Potato is an important crop and popular food in the world. It is also known as ‘The king of vegetables’. Potato is a very rich source of starch and it also contains phosphorus, calcium, iron and some vitamin C & A.
Potatoes are used for a variety of purposes, and not only as a vegetable for cooking. In fact, less than 50 percent of potatoes grown worldwide are consumed fresh. The rest are processed into potato food products and food ingredients; fed to animals; processed into starch; fermented and distilled into bio-ethanol for brewing or fuel industry; and re-used as seed tubers for growing the next season’s potato crop.
Food Uses: Fresh, Frozen, Dehydrated
Fresh potatoes are baked, boiled, or fried and used in a wide range of recipes: mashed potatoes, potato pancakes, potato dumplings, twice-baked potatoes, potato soup, potato salad etc. But global consumption of potato as food is shifting from fresh potatoes to added-value and processed food products. One of the main usages in that category is frozen potatoes, which includes most of the French fries/chips served in restaurants and fast-food chains worldwide. Another processed product, the potato crisp is the champion of snack foods in many countries.
Dehydrated potato flakes are used in retail mashed potato products, as ingredients in snacks. Potato flour, another dehydrated product, is used by the food industry to bind meat mixtures and thicken gravies and soups.
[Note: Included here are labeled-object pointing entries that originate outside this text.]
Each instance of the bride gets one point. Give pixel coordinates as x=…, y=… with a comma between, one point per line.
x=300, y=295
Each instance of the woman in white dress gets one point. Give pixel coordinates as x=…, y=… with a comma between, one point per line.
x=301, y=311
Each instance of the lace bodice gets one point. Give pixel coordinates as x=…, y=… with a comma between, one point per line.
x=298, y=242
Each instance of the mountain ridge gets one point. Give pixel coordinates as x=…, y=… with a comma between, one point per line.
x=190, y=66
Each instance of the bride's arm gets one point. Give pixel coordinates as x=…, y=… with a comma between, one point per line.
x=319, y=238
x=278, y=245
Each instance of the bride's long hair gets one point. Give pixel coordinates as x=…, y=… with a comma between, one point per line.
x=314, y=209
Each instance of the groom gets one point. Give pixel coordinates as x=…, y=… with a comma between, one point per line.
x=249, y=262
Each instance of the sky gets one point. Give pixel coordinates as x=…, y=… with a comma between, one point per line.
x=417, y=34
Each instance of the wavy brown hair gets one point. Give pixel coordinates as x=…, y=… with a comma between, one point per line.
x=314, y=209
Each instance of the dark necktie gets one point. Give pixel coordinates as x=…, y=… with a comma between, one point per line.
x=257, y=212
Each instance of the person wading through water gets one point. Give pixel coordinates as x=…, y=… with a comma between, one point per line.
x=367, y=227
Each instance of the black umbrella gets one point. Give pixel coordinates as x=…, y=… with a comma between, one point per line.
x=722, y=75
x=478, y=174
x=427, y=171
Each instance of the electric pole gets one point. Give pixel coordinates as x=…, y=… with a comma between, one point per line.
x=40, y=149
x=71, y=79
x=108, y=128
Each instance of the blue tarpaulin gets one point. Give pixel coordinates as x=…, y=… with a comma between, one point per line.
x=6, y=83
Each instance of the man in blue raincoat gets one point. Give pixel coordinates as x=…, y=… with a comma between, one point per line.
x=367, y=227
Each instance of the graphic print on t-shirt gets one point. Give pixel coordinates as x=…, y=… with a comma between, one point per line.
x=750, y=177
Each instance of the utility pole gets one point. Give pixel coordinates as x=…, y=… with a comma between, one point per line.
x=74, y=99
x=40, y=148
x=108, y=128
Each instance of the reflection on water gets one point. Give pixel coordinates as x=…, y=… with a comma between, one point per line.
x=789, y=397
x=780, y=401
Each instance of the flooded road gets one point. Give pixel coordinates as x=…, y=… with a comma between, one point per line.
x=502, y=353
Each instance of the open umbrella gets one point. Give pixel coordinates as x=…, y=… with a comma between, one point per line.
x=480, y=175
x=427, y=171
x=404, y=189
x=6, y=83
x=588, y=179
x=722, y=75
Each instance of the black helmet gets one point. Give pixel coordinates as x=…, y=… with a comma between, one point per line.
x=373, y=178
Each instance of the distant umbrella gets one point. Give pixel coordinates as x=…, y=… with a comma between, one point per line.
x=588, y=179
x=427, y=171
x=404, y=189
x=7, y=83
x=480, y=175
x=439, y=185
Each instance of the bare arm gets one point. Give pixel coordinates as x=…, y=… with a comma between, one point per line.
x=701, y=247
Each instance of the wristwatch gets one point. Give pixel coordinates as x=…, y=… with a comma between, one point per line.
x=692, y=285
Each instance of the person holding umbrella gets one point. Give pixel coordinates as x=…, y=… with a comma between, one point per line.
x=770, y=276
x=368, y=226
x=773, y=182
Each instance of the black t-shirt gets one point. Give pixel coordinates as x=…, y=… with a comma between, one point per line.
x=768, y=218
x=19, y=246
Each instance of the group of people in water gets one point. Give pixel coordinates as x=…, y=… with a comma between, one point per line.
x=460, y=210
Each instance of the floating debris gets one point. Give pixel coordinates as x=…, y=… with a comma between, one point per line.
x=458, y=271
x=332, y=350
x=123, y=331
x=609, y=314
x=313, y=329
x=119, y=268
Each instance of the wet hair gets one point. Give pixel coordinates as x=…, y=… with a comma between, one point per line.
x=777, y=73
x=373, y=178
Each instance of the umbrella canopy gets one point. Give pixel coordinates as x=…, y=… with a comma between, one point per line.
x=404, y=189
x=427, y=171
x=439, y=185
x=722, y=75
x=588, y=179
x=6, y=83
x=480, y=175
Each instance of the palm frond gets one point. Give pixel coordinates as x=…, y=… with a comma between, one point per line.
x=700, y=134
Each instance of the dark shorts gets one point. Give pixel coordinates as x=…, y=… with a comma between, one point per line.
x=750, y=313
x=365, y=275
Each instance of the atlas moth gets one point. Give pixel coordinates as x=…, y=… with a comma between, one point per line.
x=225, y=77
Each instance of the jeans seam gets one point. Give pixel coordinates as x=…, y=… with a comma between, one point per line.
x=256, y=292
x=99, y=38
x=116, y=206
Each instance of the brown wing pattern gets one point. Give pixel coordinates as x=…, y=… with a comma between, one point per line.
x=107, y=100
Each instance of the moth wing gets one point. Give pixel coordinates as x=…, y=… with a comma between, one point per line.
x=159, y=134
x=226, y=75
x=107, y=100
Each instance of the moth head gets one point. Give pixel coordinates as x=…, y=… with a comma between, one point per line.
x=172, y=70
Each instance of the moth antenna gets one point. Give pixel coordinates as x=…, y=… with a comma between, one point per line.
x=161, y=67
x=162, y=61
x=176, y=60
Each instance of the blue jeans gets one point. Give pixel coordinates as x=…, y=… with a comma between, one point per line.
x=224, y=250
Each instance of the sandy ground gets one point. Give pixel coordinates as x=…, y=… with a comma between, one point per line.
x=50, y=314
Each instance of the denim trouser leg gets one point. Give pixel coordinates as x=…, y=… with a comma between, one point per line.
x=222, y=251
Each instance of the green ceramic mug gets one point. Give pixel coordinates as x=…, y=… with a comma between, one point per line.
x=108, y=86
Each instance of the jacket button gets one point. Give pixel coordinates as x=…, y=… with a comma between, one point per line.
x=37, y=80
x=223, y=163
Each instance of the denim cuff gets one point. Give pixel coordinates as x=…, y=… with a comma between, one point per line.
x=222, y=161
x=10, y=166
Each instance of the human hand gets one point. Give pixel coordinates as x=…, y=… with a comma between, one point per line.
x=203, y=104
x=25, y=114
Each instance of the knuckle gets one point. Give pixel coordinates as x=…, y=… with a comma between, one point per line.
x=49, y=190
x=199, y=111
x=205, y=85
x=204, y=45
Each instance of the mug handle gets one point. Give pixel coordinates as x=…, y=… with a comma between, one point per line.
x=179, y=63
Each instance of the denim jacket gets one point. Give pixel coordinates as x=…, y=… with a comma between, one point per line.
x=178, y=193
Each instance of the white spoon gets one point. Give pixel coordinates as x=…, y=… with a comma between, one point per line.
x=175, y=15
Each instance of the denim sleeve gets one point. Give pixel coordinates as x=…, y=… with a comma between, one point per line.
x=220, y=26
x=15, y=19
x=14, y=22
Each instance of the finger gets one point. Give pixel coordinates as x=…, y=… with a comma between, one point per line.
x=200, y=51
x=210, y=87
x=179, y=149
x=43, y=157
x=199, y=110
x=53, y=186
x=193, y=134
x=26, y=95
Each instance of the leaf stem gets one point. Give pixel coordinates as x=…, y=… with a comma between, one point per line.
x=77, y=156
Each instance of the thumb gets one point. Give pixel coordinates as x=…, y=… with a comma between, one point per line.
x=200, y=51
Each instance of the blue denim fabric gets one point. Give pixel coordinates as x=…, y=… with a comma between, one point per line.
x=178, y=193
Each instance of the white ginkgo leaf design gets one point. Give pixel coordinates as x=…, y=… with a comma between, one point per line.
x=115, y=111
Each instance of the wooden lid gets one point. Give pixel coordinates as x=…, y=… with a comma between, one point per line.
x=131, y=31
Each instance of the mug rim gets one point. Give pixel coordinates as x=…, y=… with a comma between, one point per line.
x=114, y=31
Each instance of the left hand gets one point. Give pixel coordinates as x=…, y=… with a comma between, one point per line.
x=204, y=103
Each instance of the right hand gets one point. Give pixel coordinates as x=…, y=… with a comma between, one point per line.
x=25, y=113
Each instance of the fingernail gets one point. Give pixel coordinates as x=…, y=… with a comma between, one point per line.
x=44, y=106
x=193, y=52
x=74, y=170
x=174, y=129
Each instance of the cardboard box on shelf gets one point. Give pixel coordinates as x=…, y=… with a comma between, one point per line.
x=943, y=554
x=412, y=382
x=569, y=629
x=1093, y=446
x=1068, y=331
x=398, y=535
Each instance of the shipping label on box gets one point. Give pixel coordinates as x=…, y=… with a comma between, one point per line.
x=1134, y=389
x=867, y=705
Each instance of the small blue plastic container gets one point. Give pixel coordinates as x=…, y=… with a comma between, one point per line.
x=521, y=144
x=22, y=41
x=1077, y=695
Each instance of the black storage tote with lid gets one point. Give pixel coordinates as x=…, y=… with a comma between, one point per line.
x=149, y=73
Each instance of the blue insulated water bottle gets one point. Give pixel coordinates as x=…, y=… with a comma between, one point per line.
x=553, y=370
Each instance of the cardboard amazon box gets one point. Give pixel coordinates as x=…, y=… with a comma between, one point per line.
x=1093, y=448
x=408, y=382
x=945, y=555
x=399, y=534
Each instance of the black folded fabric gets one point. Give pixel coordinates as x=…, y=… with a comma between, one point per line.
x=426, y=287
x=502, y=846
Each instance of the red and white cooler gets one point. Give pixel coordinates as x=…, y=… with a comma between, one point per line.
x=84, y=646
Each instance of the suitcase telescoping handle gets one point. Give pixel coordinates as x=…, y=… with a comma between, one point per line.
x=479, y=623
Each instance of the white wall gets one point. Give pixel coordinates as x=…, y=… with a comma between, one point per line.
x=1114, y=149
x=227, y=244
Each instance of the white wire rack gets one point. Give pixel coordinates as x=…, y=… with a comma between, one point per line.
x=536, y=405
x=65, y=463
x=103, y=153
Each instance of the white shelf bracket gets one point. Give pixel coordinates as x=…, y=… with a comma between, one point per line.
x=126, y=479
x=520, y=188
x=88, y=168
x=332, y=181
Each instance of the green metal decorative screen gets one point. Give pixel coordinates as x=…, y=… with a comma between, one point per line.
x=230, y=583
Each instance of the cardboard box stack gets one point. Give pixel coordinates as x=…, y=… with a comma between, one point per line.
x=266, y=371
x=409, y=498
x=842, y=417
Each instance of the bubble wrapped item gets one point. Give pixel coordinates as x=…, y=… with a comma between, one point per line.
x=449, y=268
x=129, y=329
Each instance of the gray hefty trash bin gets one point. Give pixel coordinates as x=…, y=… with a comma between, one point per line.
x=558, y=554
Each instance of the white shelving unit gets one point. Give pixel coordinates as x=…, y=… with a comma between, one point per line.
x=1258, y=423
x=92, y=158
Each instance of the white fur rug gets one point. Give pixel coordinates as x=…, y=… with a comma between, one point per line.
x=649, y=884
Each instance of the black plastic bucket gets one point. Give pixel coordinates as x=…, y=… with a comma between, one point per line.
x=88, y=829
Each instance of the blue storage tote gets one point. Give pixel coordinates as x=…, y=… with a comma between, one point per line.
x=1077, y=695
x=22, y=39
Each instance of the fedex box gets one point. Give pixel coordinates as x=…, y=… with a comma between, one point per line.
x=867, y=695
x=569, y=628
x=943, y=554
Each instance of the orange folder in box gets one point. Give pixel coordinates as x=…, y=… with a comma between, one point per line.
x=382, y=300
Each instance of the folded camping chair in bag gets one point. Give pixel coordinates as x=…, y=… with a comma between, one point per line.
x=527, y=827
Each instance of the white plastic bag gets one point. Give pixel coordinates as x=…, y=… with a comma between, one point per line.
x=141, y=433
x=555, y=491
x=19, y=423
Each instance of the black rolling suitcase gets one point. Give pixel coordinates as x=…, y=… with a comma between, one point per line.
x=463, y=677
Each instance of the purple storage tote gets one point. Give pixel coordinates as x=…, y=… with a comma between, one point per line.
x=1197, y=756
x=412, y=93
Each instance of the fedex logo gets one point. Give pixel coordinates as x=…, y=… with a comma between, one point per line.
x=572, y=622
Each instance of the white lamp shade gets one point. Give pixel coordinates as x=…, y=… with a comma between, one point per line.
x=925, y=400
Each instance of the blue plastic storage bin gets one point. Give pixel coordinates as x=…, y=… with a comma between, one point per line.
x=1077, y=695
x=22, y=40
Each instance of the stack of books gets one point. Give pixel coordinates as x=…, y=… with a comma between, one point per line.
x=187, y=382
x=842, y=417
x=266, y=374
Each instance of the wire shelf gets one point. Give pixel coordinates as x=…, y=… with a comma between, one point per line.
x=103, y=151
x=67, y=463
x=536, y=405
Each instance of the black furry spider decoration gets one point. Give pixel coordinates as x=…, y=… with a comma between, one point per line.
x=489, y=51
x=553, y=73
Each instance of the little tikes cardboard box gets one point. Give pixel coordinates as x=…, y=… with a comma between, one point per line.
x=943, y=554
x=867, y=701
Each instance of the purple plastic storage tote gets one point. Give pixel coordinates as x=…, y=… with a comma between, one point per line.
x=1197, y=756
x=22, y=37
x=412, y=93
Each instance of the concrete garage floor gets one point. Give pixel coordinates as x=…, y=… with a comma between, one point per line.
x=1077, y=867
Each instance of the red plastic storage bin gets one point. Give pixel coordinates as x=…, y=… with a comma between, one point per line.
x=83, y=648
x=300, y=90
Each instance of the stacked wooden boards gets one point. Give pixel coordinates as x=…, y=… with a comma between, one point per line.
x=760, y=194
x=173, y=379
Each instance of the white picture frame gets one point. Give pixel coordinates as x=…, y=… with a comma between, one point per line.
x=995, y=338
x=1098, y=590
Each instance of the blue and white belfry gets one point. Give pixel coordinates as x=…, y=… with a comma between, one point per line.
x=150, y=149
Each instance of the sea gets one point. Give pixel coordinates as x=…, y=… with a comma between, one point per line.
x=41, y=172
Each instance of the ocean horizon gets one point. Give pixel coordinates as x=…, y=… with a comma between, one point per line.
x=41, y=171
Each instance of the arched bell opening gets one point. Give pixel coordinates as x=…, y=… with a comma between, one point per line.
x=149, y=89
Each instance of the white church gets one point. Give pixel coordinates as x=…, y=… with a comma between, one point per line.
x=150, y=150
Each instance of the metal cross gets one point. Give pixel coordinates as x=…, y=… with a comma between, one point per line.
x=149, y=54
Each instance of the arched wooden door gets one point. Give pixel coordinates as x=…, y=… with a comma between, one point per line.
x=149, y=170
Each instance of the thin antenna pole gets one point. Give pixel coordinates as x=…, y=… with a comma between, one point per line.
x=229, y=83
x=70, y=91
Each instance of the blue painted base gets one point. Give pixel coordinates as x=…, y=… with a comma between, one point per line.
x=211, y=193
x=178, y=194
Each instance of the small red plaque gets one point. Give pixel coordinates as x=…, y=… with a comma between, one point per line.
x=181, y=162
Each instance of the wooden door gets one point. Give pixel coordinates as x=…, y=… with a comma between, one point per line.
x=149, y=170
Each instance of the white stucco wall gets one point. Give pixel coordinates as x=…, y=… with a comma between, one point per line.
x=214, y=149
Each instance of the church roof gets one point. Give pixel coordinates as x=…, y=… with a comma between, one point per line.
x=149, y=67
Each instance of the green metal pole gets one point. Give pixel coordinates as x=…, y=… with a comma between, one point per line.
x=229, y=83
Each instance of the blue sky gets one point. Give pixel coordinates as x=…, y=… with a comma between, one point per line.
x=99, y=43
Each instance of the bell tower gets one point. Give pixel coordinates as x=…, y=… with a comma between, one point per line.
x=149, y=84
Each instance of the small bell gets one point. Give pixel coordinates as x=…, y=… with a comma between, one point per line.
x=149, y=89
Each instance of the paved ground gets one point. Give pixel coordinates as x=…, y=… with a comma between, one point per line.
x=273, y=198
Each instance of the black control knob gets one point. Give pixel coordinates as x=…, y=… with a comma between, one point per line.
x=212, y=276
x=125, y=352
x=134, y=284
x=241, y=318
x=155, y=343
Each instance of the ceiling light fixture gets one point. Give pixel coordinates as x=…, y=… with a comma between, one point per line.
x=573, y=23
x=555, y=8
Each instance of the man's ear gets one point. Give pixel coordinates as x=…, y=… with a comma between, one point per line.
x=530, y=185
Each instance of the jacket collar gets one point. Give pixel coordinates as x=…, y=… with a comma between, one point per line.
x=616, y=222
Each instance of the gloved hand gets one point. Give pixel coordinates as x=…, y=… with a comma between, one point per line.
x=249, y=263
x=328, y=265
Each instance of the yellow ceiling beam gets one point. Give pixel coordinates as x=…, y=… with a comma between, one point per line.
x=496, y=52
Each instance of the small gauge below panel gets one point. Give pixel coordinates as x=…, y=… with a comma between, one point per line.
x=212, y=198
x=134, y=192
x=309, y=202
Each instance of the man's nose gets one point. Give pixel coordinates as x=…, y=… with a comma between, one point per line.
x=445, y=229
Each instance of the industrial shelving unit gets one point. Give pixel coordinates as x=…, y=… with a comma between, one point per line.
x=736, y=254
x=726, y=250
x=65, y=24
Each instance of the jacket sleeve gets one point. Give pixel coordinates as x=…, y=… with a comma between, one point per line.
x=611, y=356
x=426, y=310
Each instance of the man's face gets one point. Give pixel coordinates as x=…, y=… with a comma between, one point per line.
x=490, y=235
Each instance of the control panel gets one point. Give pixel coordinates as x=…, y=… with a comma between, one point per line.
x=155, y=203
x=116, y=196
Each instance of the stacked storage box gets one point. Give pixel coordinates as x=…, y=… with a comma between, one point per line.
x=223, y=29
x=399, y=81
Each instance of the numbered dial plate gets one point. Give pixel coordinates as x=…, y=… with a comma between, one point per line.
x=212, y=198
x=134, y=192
A fine, tasteless powder, potato starch provides higher viscosity than wheat and corn starches, and delivers a more tasty product. It is used as a thickener for sauces and stews, and as a binding agent in cake mixes, dough, biscuits, and ice-cream.
In Poland and Scandinavia, crushed potatoes are applied to convert their starch to fermentable sugars that are used in the alcoholic beverages, such as vodka.
Non-Food Uses: Glue, Fuel-Grade Ethanol
Potato starch is widely used by the pharmaceutical, textile, wood, and paper industries as an adhesive, binder, texture agent, and filler, and by oil drilling firms to wash boreholes. Potato starch is a 100% biodegradable substitute for polymers and other plastics and used, for instance, in disposable table wares.
Potato peel and other wastes from potato processing are rich in starch that can be liquefied and fermented to produce fuel-grade ethanol, an alternative fuel to gasoline. Globally, there is a growing interest for the production of ecologically sustainable bio-fuels.